– Я заплачу больше.
– Посмотрим. И хогг заплатит. Это из-за его трепа началась драка! Это ведь он все учинил.
– Я изрекал правду!
– Нишкни! Ты начал, я узнавала. Ты задирал сторонников Растара.
– Я говорил правду, миледи.
– И чего ты добился? Тебе расколотили лютню, и теперь ты не сможешь исполнять свои песни, а значит, лишен заработка. Тебе хотели проломить череп. Если бы этот… – она мотнула на меня головой, пшеничные волосы красиво колыхнулись, – большой ребенок не спас тебя, остолопа!.. Цыть! Оба – мыться.
Хогг повозил ногой по полу.
– Я не люблю показывать публично то, за что меня любят женщины.
– Иди уже, там будете только вы вдвоем. Можете потереть друг другу спинку.
Я медленно выпрямился. Вздохнул. Головокружение по чуть-чуть проходило, а вот набат все еще шумел. На скуле, судя по прикосновениям, приличный синяк, и ребра болят, но просто болят, а не на вдохе: даже я, не медик, знаю: если болит на вдохе, значит, ребро сломано.
Купальня располагалась в отдельном срубе на задах трактира и была выложена старыми досками. Видимо, ее использовали без перерыва, круглосуточно – во всяком случае, пар в ней стоял стеной, а доски размокли. В одной бадье было полужидкое мыло серого цвета, которое пахло хуже, чем наше хозяйственное, во второй – ветошь. Это вместо мочалок. Банщик, брюхатый тип скверного вида, выдал мне бритву – полуметровую наваху, только что правленную им на кожаном ремне.
– Зеркало внутри, – буркнул. – Воду подношу. Спину тру за два гроша. Зад – за три.
К счастью, у меня не было денег.
Хогг оказался словоохотлив и волосат: то и другое – чрезмерно. Пока мы мылись, он почем зря трындел в своем углу, пересказывая драку и этапы своего большого пути от Норатора до Прядки. Хотел увидеть мир и показать миру себя, а еще – донести до мира правду, за что имел уже неприятности в Нораторе. Вот же… правдоискатель. Я тер побитое тело Торнхелла и мрачно молчал. Затем отыскал зеркало размером с ладонь, висящее на стене в круглой латунной раме, и начал бриться. Психоделические ощущения, должен сказать – бриться в чужом теле… Крайне… странные. Тебя как будто вынесло из собственного тела, ты смотришь в зеркало – и не узнаешь себя.

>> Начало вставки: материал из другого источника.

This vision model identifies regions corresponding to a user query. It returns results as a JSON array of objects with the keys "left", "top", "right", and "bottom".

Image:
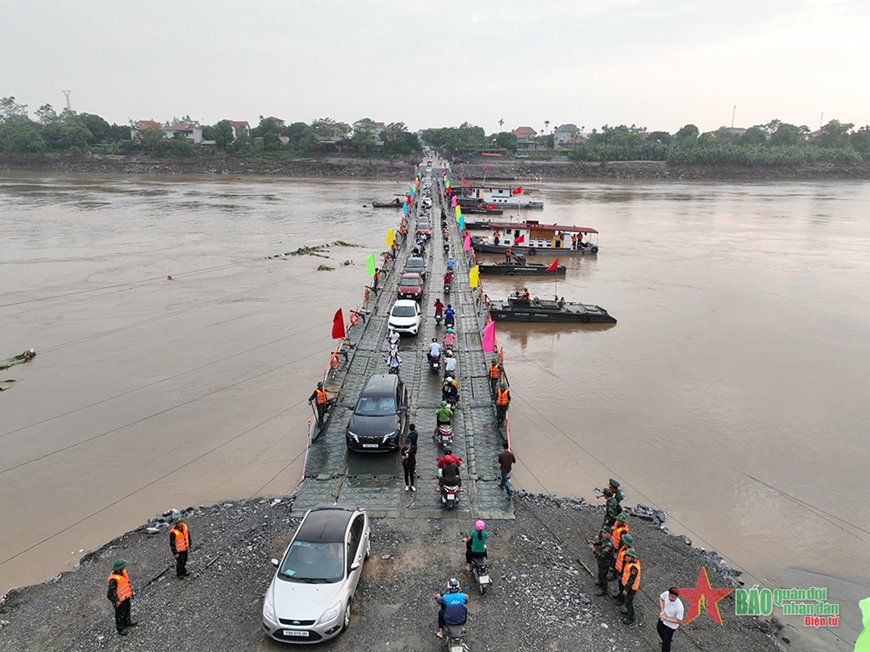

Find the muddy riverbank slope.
[
  {"left": 0, "top": 494, "right": 781, "bottom": 652},
  {"left": 0, "top": 154, "right": 870, "bottom": 181}
]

– Так вы в Норатор по делу? – снова отозвался Шутейник, превратив себя в белую мыльную груду.
– По делу.
– А…
– По серьезному делу.
– А! Мой дядя владеет печатней и газетой в Нораторе. Я займу у него денег и отплачу вам сполна, даю слово!
Я насторожился и едва не перечеркнул себе горло навахой. Газета? Это уже интересно.
– А что печатает газета твоего дяди?